Se va a marcar distancias con esa generación de veteranos dirigentes que llevan años ocupando puestos de máxima responsabilidad y acumulando poder. Son los directivos que los líderes de Podemos acusan de “casta” y de “haber llevado el país a la ruina” con sus excesos.

La operación que liderará el propio ministro de Economía, Luis de Guindos, presentará como principal argumento que “España ha atravesado un proceso de crisis y que esa circunstancia era la más propicia para llevar a cabo una profunda limpia”.

Insistirá en que ha sido el Ministerio de Economía, a través del FROB, el que ha desvelado las irregularidades de las tarjetas opacas de Caja Madrid y las ha puesto en manos de la Fiscalía Anticorrupción.

Para subrayar esta idea, el Gobierno maneja un segundo ‘golpe de efecto’: informará en las próximas semanas de 19 operaciones inmobiliarias sospechosas detectadas en Catalunya Caixa y NovaGalicia.

Sacar pecho del vuelco impresionante de Bankia

Según las fuentes consultadas, otro de los ejes del discurso del Gobierno consistirá en poner en valor que la actual Bankia no tiene nada que ver con la entidad que salió a Bolsa hace dos años. El banco ha sido recapitalizado y el nuevo equipo de gestión está haciendo un trabajo muy satisfactorio.

La mayoría de los analistas coinciden en que la reestructuración llevada a cabo en Bankia ha sido espectacular, casi un milagro, porque se ha llevado a cabo sin perder apenas clientes ni depósitos. Una meta que el propio Gobierno consideraba muy complicada de alcanzar tras la quiebra de la entidad y el escándalo de las Preferentes.

Este escenario también quiere ser aprovechado por los altos cargos del FROB para sacar pecho por el “vuelco impresionante” de la entidad, tal y como lo definen ya en los despachos del ministerio de Economía.

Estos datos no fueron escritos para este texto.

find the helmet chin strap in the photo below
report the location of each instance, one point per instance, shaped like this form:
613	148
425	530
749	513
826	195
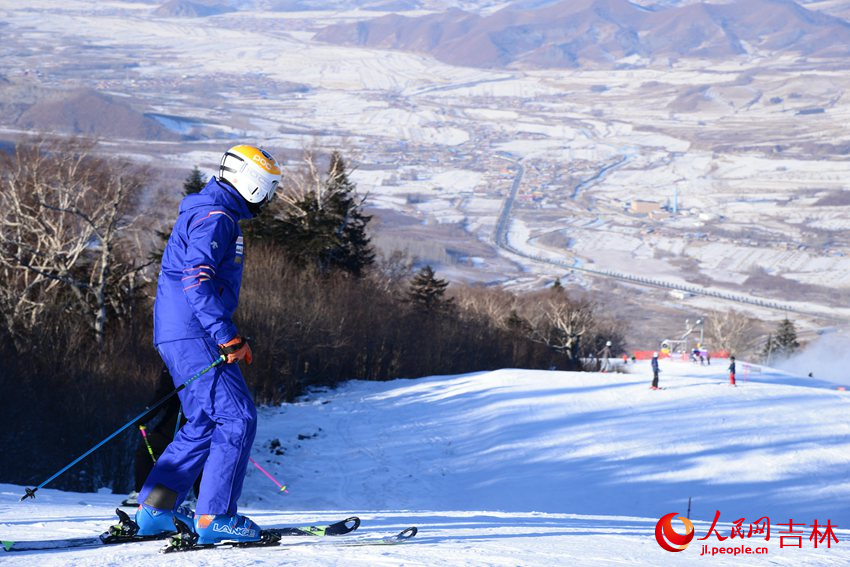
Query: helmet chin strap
257	208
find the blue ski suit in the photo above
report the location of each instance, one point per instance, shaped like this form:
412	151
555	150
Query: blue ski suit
197	293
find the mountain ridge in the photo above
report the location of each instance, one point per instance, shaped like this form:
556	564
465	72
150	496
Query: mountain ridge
603	33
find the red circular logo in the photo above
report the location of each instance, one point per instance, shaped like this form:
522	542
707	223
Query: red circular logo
665	533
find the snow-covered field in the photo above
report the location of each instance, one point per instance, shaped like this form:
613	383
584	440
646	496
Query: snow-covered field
518	467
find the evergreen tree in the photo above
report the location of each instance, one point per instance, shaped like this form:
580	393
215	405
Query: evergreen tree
427	293
194	182
353	252
323	227
786	338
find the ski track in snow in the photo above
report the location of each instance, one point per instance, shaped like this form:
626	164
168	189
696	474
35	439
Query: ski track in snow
518	467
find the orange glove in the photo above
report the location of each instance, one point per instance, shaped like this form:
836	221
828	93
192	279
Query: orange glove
236	349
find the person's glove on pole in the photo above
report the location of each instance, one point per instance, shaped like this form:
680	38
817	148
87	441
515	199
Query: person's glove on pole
236	349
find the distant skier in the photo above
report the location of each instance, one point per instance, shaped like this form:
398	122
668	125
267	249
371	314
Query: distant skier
197	294
655	371
605	357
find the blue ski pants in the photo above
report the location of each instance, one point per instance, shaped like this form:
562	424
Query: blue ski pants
222	423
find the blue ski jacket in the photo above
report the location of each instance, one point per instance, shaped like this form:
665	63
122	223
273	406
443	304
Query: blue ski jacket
198	287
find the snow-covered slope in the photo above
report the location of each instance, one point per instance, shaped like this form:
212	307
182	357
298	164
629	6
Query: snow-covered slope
519	467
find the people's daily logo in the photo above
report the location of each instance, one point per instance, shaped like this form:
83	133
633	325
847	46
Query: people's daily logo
669	538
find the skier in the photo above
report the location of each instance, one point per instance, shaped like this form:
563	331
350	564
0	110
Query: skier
197	293
605	357
655	371
156	438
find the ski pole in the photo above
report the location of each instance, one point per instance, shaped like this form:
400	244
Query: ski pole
30	492
177	425
147	444
265	472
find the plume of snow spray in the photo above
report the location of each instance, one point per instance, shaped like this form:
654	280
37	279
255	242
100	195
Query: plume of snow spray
826	358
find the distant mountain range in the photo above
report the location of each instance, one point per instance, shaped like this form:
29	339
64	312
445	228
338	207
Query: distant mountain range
90	113
576	33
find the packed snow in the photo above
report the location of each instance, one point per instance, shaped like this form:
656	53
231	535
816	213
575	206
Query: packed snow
520	467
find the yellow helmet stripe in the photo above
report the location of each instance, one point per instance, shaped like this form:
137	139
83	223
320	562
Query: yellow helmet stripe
259	157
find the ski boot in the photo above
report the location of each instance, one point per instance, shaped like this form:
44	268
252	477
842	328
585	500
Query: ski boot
152	521
215	528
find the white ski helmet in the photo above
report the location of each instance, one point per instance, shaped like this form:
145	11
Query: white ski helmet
253	172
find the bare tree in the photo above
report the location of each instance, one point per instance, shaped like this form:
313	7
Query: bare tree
560	323
63	213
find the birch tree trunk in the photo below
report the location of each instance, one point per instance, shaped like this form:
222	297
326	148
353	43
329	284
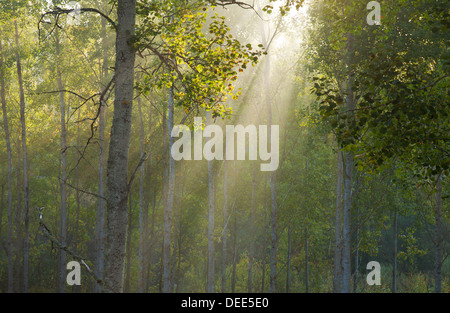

Miren como estaba Caja Madrid y cómo la hemos dejado”: este será, por tanto, otra de las consignas centrales que lanzará el Ejecutivo.

También se admite que habrá que destacar aquí, por encima de otras consideraciones, la labor llevada a cabo en el banco por el presidente José Ignacio Goirigolzarri y su equipo de confianza.

Destacarán que Bankia es hoy una entidad que se dedica a dar crédito y no a utilizar los recursos de manera poco transparente, como en el caso de los 86 ex directivos de la antigua Caja Madrid que utilizaron las tarjetas opacas para cargar gastos privados a la entidad.

Minimizar el daño electoral al PP

La polémica sobre las tarjetas opacas de Caja Madrid ha salpicado también al PP. Con esta campaña de imagen se busca también intentar minimizar el daño electoral al partido, fundamentalmente en la capital.

El distanciamiento de los ciudadanos, consideran en Génova, aparecerá reflejado en cualquier encuesta ciudadana. Por este motivo, tal y cómo se contó en ECD, el PP ha decidido ahora aplazar los sondeos para elegir al candidato a la alcaldía de Madrid hasta principios de 2015.

De los 86 consejeros que utilizaron las tarjetas, 28 fueron nombrados a propuesta del PP, aunque solo 16 son todavía hoy militantes. Unos directivos vinculados con el partido, entre los que destaca Rodrigo Rato, con los que Génova ha decidido que “no tendrá piedad”.